The investigation began in 2002 when the FBI opened a fictitious construction firm, Hemphill Construction, which was seeking work in Rhode Island and elsewhere in Southern New England. The business was in a retail plaza on Atwood Avenue, just off Route 6, in Johnston.

A few months after setting up shop, an undercover FBI agent, posing as a principal owner of Hemphill Construction, met with Diodati and Tillinghast. They allegedly reached an agreement that Diodati and unnamed others would make cash payments in excess of $1,000 to Tillinghast and Manocchio.
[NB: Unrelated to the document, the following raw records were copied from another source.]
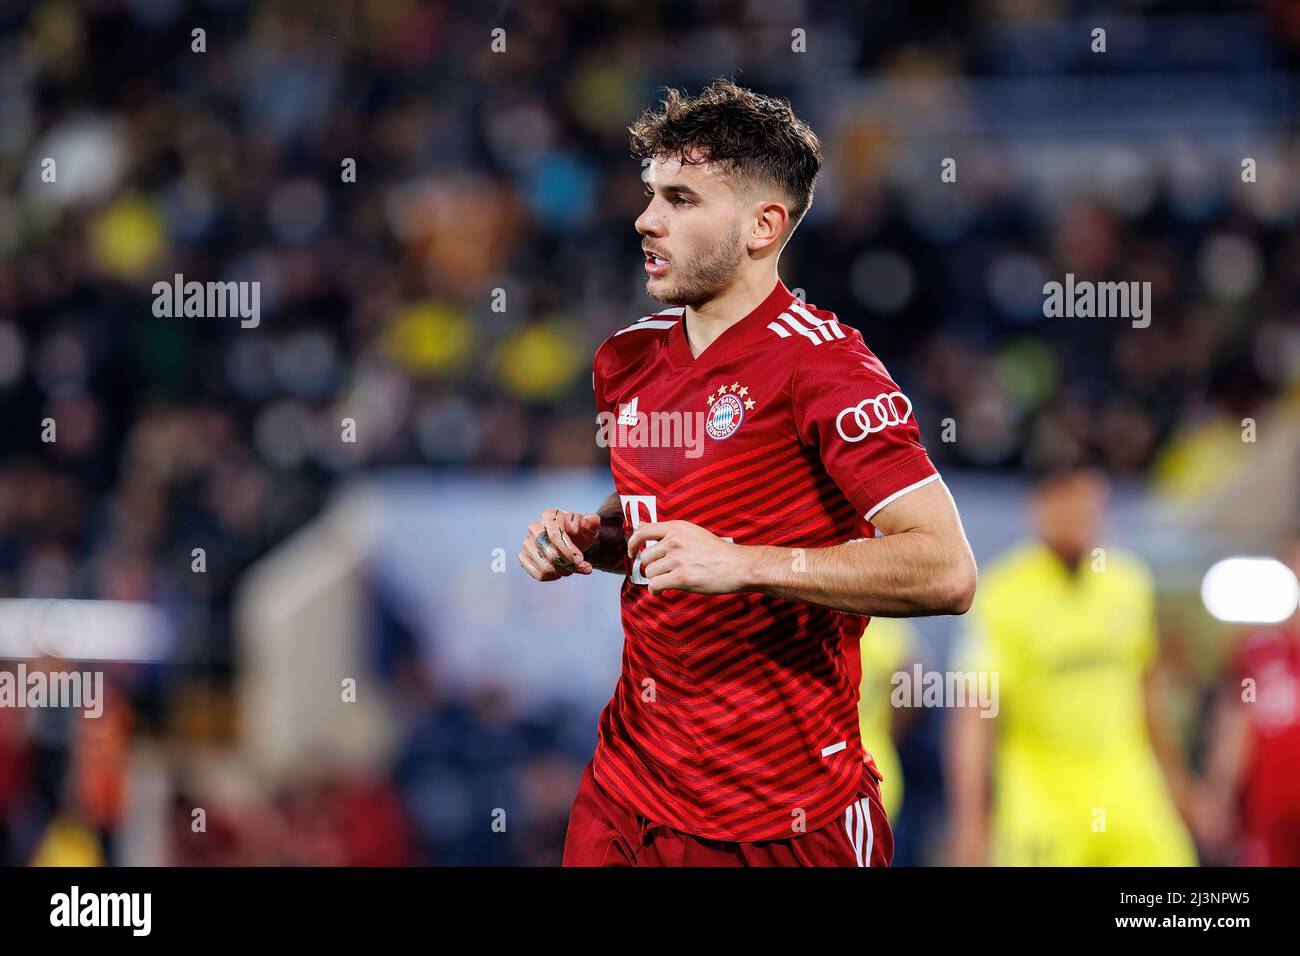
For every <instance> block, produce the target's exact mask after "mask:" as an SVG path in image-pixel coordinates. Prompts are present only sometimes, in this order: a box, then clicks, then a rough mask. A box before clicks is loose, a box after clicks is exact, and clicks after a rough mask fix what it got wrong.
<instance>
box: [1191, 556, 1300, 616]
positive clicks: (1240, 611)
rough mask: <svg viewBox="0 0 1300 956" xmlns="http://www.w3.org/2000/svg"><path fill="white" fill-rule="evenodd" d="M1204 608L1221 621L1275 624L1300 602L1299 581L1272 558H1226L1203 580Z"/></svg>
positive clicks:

The undercover FBI agent signed a collective-bargaining agreement on behalf of Hemphill Construction with the Rhode Island Laborers’ District Council which included the Laborers’ Union, Local 271, on South Main Street in Providence.

In April 2003, Tillinghast allegedly told Diodati and the undercover FBI agent that he would try to get Hemphill Construction a demolition contract with Rising Sun Mills, a redevelopment project on Valley Street in Olneyville.

Diodati prepared a bid for $977,000 on behalf of Hemphill Construction for demolition work on the project. A few weeks later, Diodati and the undercover agent met at Hemphill Construction’s offices and discussed making a $2,000 kickback to Tillinghast to help sway him to give Hemphill the demolition work.

The payment was allegedly made and Hemphill was awarded the contract.

A key figure in the probe is Matthew L. Guglielmetti Jr., a capo regime in the Patriarca crime family, who is serving a lengthy prison sentence in Fort Dix, N.J. At one point, according to an affidavit supporting the charges, Guglielmetti told an undercover FBI agent that “his status as a member of La Cosa Nostra afforded him special influence with the Laborers’ International Union of North America and elsewhere.”

Guglielmetti was a member of the Laborers’ Union and he worked on the Rising Sun Mills project.

The indictment also alleges that in November 2003, an official at Hemphill Construction and Rhode Island Demolition paid $500 to a Laborers’ Union official to cover a bill for a rental car in Florida. A few weeks later, on Dec. 22, 2003, the indictment alleges, Tillinghast accepted $2,000 from the Hemphill Construction representative and gave it to Manocchio in his office at the Laborers’ Union headquarters in Providence.

Manocchio was Tillinghast’s boss.

In court yesterday, Magistrate Judge Lincoln D. Almond released Manocchio on $25,000 unsecured bond and restricted his travel to Rhode Island. He is scheduled to return to court on Dec. 5.